Franz and Alma Werfel: Letter to Albine Werfel (23 July 1940)

Letter: Franz and Alma Werfel to Albine Werfel
Handwritten letter from Franz and Alma Werfel to Werfel's mother, Albine Werfel, probably from Lourdes, 23 July 1940
Deutsches Exilarchiv 1933-1945 der Deutschen Nationalbibliothek, EB autograph 335, © Marina Mahler

Franz and Alma Werfel: Letter to Albine Werfel (23 July 1940)

“Please write only my second name”

Letters Franz Werfel and his wife Alma Mahler-Werfel sent to Werfel's parents accompany their road into exile in the years 1938 to 1942 without mentioning the hardships, hunger and constant fear. Instead, in this letter from 23 July 1940, the lines bespeak the intimacy within the family: “It is still impossible to know anything, to foresee anything. We send you both thousands of hugs. Yours truly, Franz”. (ed. trans.)

In her first marriage, Alma Mahler-Werfel had been married to the composer and opera director Gustav Mahler. With this letter to her mother-in-law, she now asks her not to include his name. Mahler, like Werfel himself, had been a Jew who converted to Catholicism. This request was presumably related to the ceasefire between Germany and France of 22 June 1940. Since then, the French postal service was subject to the German occupying authority and thus every letter liable to be censored. German-speaking emigrants had long since ceased being safe in France and were interned or deported as enemy foreigners.

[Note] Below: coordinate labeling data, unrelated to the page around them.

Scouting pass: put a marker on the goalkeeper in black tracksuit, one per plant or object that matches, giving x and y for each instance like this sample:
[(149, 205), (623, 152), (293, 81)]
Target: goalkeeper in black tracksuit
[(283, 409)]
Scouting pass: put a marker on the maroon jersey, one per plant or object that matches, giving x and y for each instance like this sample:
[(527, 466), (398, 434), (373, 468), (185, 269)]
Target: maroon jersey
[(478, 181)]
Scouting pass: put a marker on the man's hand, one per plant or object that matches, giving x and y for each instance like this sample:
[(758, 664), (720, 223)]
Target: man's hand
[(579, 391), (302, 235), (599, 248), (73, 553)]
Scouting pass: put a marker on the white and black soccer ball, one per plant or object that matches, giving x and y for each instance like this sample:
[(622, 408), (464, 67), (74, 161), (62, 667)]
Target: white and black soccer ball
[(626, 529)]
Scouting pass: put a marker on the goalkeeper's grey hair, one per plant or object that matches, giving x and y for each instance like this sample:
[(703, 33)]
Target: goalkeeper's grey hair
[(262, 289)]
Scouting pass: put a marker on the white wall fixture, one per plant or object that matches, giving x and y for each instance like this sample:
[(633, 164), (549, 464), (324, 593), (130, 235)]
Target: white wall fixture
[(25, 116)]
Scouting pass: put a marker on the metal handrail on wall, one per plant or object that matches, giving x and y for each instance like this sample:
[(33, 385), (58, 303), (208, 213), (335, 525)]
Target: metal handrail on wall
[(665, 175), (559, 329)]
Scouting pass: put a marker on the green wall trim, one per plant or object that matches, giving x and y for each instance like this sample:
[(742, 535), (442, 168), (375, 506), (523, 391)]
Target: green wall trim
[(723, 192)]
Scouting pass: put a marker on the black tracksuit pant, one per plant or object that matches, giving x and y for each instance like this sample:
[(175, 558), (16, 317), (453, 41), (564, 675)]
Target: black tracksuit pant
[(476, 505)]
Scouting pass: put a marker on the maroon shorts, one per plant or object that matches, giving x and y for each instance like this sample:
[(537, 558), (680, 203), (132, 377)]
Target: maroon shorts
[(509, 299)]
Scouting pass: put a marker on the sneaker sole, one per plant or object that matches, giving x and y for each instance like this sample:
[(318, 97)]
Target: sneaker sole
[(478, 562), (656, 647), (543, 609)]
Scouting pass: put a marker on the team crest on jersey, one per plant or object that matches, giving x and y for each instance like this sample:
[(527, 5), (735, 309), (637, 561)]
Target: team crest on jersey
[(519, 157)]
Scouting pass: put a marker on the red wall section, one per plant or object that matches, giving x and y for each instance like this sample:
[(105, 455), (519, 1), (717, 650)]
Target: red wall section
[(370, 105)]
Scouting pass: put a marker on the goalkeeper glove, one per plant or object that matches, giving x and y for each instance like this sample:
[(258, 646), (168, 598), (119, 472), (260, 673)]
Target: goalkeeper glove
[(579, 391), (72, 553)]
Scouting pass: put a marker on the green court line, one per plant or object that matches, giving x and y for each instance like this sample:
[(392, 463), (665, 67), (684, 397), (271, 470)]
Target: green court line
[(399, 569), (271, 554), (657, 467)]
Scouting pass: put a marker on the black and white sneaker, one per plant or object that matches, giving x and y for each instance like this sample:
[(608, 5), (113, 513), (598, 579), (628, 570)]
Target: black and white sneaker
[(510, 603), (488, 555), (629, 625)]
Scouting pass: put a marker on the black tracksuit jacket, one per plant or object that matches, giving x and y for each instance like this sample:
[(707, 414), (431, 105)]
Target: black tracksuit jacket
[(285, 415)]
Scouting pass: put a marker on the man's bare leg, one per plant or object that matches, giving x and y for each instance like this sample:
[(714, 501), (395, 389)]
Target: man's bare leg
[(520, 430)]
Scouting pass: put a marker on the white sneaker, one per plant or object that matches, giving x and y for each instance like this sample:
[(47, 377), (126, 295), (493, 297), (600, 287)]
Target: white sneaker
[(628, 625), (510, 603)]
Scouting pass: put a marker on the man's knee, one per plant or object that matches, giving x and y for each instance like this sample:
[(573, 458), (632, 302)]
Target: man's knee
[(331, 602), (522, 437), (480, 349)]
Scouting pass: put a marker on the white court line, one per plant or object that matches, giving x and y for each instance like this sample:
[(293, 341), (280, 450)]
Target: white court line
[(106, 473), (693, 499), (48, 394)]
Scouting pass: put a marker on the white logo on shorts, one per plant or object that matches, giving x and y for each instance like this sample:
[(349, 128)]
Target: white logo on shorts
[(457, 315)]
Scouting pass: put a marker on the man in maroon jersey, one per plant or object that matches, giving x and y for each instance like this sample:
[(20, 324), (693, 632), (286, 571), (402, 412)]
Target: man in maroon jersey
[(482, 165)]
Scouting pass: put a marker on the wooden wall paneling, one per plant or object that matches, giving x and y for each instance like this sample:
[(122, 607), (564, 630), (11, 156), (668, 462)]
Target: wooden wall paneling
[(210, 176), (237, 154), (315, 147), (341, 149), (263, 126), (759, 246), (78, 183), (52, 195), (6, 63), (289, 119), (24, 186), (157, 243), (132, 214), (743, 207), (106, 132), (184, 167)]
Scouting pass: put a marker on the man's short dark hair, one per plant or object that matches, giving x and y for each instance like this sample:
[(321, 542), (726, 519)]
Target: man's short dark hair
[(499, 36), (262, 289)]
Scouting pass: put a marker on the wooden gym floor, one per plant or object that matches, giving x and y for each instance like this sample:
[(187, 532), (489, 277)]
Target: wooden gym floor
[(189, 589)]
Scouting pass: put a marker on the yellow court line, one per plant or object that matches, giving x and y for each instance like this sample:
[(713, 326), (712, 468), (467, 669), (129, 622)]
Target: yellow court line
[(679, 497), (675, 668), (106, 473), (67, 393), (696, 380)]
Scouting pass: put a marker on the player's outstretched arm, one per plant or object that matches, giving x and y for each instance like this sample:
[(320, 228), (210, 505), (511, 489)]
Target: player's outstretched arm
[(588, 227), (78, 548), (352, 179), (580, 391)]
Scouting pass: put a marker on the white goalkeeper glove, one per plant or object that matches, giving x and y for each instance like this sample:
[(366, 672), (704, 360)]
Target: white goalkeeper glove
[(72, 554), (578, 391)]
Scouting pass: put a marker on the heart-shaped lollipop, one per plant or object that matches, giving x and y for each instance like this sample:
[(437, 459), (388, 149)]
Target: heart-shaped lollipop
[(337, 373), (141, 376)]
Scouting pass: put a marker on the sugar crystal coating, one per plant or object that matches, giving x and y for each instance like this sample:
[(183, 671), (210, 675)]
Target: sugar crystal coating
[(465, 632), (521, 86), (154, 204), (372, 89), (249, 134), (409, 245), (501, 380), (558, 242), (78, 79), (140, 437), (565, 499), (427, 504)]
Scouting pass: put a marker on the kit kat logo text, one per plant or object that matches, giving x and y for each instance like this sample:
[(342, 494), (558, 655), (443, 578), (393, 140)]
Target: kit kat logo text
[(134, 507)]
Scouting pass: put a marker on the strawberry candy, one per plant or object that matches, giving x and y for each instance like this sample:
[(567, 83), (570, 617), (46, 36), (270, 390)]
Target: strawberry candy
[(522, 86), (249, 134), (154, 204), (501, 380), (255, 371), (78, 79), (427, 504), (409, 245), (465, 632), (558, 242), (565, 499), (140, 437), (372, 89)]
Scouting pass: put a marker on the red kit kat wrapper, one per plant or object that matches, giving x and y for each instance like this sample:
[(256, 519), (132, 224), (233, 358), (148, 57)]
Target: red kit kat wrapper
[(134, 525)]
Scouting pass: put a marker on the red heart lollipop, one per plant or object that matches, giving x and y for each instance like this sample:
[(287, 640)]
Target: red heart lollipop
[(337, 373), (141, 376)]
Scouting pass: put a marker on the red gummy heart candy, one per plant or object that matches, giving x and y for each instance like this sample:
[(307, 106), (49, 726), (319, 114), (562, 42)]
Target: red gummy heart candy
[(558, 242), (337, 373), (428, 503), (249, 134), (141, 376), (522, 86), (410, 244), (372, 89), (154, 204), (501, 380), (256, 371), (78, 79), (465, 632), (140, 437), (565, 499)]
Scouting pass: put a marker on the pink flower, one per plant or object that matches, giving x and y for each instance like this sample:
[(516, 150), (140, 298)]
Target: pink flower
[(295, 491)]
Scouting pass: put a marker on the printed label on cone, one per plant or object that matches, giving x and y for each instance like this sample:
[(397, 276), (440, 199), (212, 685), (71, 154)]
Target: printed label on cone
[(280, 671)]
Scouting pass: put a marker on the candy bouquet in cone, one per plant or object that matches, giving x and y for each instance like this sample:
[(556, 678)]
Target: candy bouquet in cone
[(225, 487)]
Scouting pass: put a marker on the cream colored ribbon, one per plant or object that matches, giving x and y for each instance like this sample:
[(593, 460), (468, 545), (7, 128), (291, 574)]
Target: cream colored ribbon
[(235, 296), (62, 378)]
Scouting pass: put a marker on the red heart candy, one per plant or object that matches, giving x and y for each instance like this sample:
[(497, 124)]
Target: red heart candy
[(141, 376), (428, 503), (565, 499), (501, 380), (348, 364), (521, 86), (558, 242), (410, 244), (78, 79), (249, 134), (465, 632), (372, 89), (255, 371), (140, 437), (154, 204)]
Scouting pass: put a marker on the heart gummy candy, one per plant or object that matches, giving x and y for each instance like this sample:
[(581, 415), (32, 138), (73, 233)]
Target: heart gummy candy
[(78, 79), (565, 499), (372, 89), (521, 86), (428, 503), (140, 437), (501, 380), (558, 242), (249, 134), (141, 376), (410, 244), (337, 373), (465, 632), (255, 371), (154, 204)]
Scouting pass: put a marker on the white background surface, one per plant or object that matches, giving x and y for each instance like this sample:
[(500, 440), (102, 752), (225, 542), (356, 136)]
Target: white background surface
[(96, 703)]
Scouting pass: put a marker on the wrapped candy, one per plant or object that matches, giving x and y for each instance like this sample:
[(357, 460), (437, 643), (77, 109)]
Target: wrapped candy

Franz and Alma Werfel, who since 1938 had lived primarily in Sanary-Sur-Mer, planned their emigration to the US from May 1940. On their way through southern France, they found refuge in Lourdes. With a Sauf-Conduit (safe conduct pass) to Marseille, from there they succeeded in reaching Cerbère and eventually Spain after an arduous journey over the Pyrenees, then continued on to Portugal before sailing to the US in autumn 1940.